Doch das Gerücht verbreitete sich wie ein Lauffeuer, Justizminister Zahid Hamid habe den Text zugunsten einer religiösen Minderheit, der Ahmadi, abgeändert, und damit „Gotteslästerung“begangen. Die Ahmadis sind eine islamische Sondergemeinschaft, die in Pakistan nicht als Muslime anerkannt und oft angegriffen und diskriminiert werden.
Anfang November zogen hunderte Anhänger der islamistischen TLY-Partei an einem wichtigen Verkehrskreuz in der Hauptstadt Islamabad auf und begannen einen Sitzstreik, um den Rücktritt von Hamid zu erzwingen. Ihr Chef ist Mullah Khadim Rizvi, ein islamischer Prediger, der wegen seiner radikalen Meinung vor ein paar Jahren seinen Posten an einer Moschee in Lahore verloren hatte. Rizvi nahm in den folgenden Wochen Pakistans Regierung in den Schwitzkasten.

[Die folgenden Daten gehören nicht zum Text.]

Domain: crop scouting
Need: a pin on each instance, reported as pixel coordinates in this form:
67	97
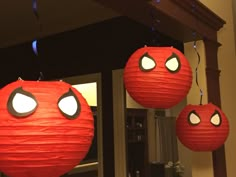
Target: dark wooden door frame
184	20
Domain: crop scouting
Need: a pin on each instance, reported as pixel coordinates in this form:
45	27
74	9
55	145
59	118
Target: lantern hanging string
155	21
35	42
196	70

Fast drei Wochen blockierten sie eine der wichtigsten Einfallstraßen in die Hauptstadt. Die Wut von hunderttausenden Menschen, die nun viele Stunden zur Arbeit brauchten, stieg. Aber die Macht der 2000 Demonstranten, die aus dem riesigen Lager der konservativen bis extremen Gläubigen Applaus bekamen, wuchs schneller.

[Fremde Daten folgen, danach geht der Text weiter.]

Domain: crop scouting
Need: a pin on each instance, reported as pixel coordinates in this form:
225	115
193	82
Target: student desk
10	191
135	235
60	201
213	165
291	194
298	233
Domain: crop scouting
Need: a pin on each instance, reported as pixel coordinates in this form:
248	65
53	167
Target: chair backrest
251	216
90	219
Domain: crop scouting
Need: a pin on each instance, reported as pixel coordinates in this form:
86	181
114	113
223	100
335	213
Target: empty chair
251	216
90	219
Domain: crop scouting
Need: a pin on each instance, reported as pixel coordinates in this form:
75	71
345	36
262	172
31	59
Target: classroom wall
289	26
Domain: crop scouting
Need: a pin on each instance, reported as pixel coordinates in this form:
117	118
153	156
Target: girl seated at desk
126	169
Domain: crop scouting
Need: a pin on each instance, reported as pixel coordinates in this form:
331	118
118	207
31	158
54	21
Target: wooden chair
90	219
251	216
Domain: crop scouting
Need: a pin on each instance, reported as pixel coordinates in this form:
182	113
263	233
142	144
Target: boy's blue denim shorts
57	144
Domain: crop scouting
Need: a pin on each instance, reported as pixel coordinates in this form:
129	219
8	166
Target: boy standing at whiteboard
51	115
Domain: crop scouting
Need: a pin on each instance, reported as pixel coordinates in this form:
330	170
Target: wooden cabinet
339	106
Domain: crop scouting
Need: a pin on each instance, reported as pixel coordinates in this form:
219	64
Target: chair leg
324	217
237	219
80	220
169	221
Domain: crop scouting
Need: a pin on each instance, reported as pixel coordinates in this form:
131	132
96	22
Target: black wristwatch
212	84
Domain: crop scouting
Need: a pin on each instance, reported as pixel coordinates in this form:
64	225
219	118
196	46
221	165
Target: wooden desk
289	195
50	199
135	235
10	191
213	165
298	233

Am Samstag scheiterte ein Versuch der zivilen Regierung, die Demonstration mit Polizei und Paramilitärs aufzulösen – sechs Menschen starben, mehr als 200 wurden verletzt. Ausgerechnet das mächtige Militär rief während der Operation dazu auf, keine Gewalt anzuwenden, und weigerte sich auf Bitten der Regierung einzugreifen. Daraufhin gab die Regierung nach, der Justizminister trat zurück. „Pakistans Regierung kapituliert vor ein paar tausend religiösen Hitzköpfen“, kritisierte die Zeitung
Der Beschluss der Regierung sieht nicht nur die Amtsenthebung des Justizministers vor. Er verspricht auch ein Ermittlungsverfahren gegen jene, die für den abgeänderten Amtseid verantwortlich waren. Selbst die Schäden, die die Demonstranten angerichtet haben, muss der Staat bezahlen.

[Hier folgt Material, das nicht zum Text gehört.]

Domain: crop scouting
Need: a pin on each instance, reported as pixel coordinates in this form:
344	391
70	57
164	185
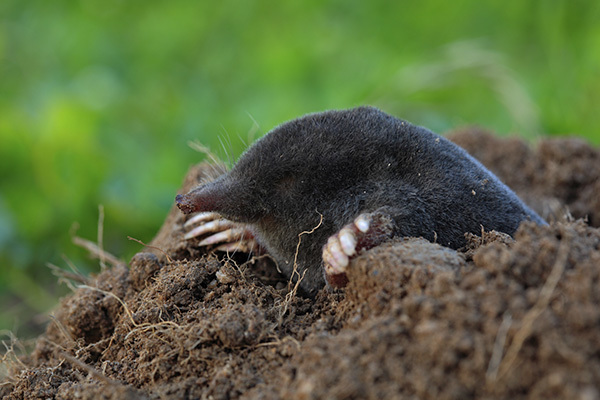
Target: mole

Blasphemievorwürfe sind gefährlich in Pakistan. 2011 war der liberale Gouverneur der Provinz Punjab, Salman Tahseer, deswegen ermordet worden. Anhänger der TLY feiern seinen Mörder wie einen Helden. Im April hatte ein Mob einen Studenten in der nordpakistanischen Stadt Mardan wegen Blasphemievorwürfen zu Tode gefoltert.
Die Einigung von Islamabad ist ein weiterer Schlag für die schwachen demokratischen Strukturen im Land. Im Juli hatte das Oberste Gericht Ministerpräsident Nawaz Sharif wegen Korruptionsvorwürfen des Amtes enthoben. Die Sit-In-Affäre dürft nun die religiösen Parteien stärken, die bisher mehr auf der Straße als im Parlament eine Rolle gespielt haben.